Generating a Paycheck During Retirement

Patrick Cote |

By: Kate Hennessy

You have spent the past 40+ years accumulating assets and saving.  You’ve been on autopilot and have enjoyed the ride.  You have this number in your head – I want to retire at 65, 67, or 70. But you ask yourself will I have enough money to retire?  You fear not having a paycheck in retirement and ask yourself - how can I continue to create income in retirement?  Will I be able to sustain my lifestyle in retirement?  This lifestyle may include several annual vacations and dining out frequently. Moving from the accumulation phase of your life to the distribution phase can be unsettling.  Before moving from an economic producer to a consumer, consider working part-time doing something that you love.  Research shows that people tend to be healthier mentally and physically when they keep working in their retirement years.  What are your sources of retirement income going to be and how can you create steady income after you retire?  The right choice can provide you with sustainable income for life but the wrong choice could leave you uncomfortably short of cash. 
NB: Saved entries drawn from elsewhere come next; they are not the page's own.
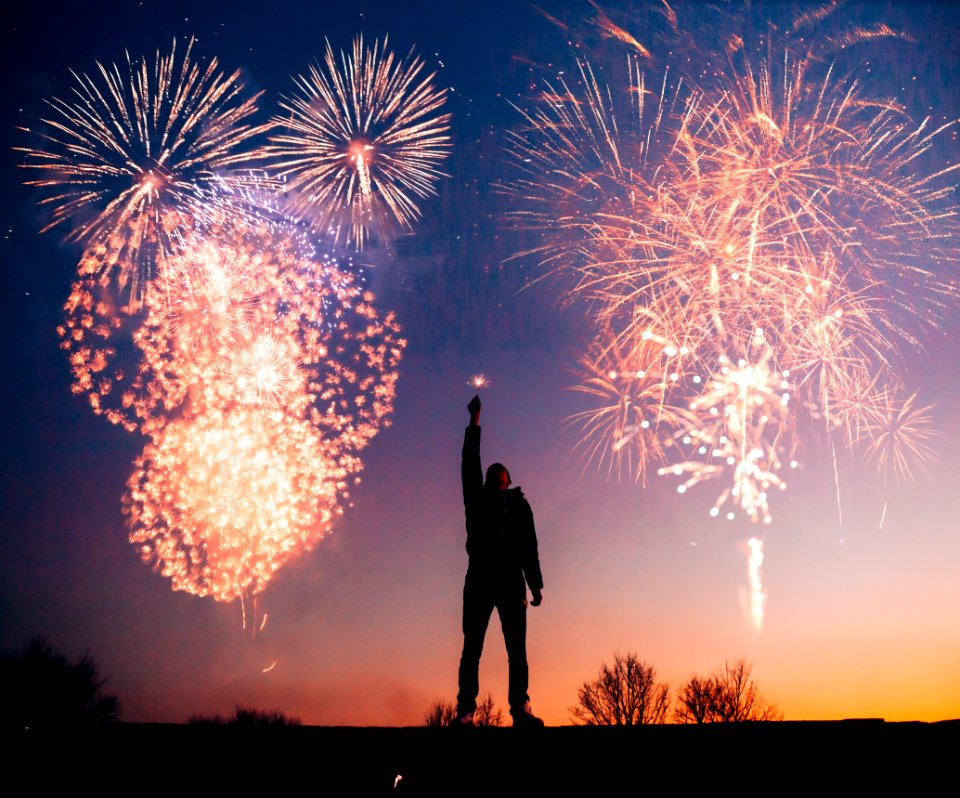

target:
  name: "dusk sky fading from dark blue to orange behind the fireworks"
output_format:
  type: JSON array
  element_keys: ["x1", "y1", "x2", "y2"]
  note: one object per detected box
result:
[{"x1": 0, "y1": 0, "x2": 960, "y2": 725}]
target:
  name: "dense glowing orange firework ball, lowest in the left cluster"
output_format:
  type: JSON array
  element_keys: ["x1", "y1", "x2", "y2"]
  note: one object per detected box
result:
[{"x1": 124, "y1": 406, "x2": 345, "y2": 601}]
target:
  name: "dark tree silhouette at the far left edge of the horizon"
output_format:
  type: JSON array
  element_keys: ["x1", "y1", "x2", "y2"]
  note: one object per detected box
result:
[{"x1": 0, "y1": 637, "x2": 120, "y2": 731}]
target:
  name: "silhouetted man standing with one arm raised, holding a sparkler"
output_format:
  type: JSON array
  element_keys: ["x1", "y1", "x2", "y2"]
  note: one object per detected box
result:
[{"x1": 454, "y1": 396, "x2": 543, "y2": 727}]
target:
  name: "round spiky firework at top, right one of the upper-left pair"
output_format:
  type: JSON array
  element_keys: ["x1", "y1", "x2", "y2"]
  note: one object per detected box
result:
[{"x1": 263, "y1": 36, "x2": 450, "y2": 249}]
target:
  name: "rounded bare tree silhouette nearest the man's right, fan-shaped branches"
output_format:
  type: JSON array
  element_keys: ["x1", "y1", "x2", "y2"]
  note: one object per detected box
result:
[{"x1": 570, "y1": 653, "x2": 670, "y2": 726}]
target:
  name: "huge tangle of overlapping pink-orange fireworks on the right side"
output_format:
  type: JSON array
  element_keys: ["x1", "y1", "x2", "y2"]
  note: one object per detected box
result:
[{"x1": 505, "y1": 6, "x2": 958, "y2": 523}]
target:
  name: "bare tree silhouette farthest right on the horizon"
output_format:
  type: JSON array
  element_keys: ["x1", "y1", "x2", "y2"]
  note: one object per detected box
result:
[{"x1": 673, "y1": 659, "x2": 783, "y2": 723}]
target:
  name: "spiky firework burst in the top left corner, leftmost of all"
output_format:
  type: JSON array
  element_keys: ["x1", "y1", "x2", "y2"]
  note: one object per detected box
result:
[{"x1": 17, "y1": 39, "x2": 265, "y2": 300}]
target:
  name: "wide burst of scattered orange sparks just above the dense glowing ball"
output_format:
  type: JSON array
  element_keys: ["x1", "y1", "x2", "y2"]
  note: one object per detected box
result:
[{"x1": 60, "y1": 223, "x2": 405, "y2": 444}]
Follow these tips to ensure you have the income you need to enjoy your retirement years:

Step 1: Maximize Social Security

Social security earnings may contribute up to 60%- 80% of your income so maximizing them is essential. You can begin to receive Social security checks as early as age 62 but if you do so (before Full Retirement Age of 66, but changing soon to 67), then you will receive a fraction (25-30% less) of what you are entitled to receive.  If you are healthy and have either delayed retirement, or have another source of steady income, then I recommend delaying the receipt of your social security benefit.  Every year you wait between your Full Retirement Age and 70, Social Security will add an additional 8% to your eventual monthly payout.

Step 2: Spend Safely in Retirement

With a reduced retirement income, you may need to adjust your discretionary spending.  However, you will still be able to enjoy life if you pick and maintain a sustainable withdrawal rate.  Some financial planners recommend the “4 percent rule.”  The rule maintains that you should withdraw 4% of your investable assets the first year, then increase it each year to account for inflation.  Some critics believe this rule is too high and may cause people to run out of money, given current low interest rates.   An alternative and more conservative method to determine a withdrawal rate is the “Spend Safely in Retirement” method, which recommends using the annual withdrawal rates based on the IRS required minimum distribution rules[1] .  Unlike the 4% rule, this method poses little risk of running out of money and can result in income varying from year to year. The key is you need to determine how you want to spend your money and budget.  Once you’ve determined your budget and withdrawal rate, be thoughtful about taxes when choosing what “bucket” to withdraw from, three common buckets for most retirees are tax-deferred assets (401k, IRAs), taxable (brokerage accounts), and after-tax accounts (Roth IRAs).  The calculations can be complicated but are worthwhile, for example a married couple will only pay a 12% federal tax rate up to $80,250 in taxable income.  This is an area where many people should consider working with a financial advisor.

Step 3: Stay Invested

Many retirees are tempted to move their money into “safe” investments, like bonds, CDs and savings accounts. They fear a market downturn in retirement and the time it will take to re-coup their losses.  The opportunity cost of holding too much cash is that inflation and taxes will eat away its purchasing power.  Purchasing power is the amount of a good or service that can be purchased with a unit of currency, such as a dollar. How do you determine the right amount of assets you should have invested in the stock market in retirement? You need to take a thoughtful approach to how much total return you need to generate on your investments while managing your risk.  It’s not as simple as the good old days when you could take “100 minus your age = your equity/fixed income allocation.”  At AssetGrade, we use a sophisticated financial planning tool that enables us to use a projected return for our client’s portfolios, manage their risk, and determine their probability of reaching their retirement goals.

In a nutshell, a “paycheck” can be generated in retirement – if you make smart choices and stay invested.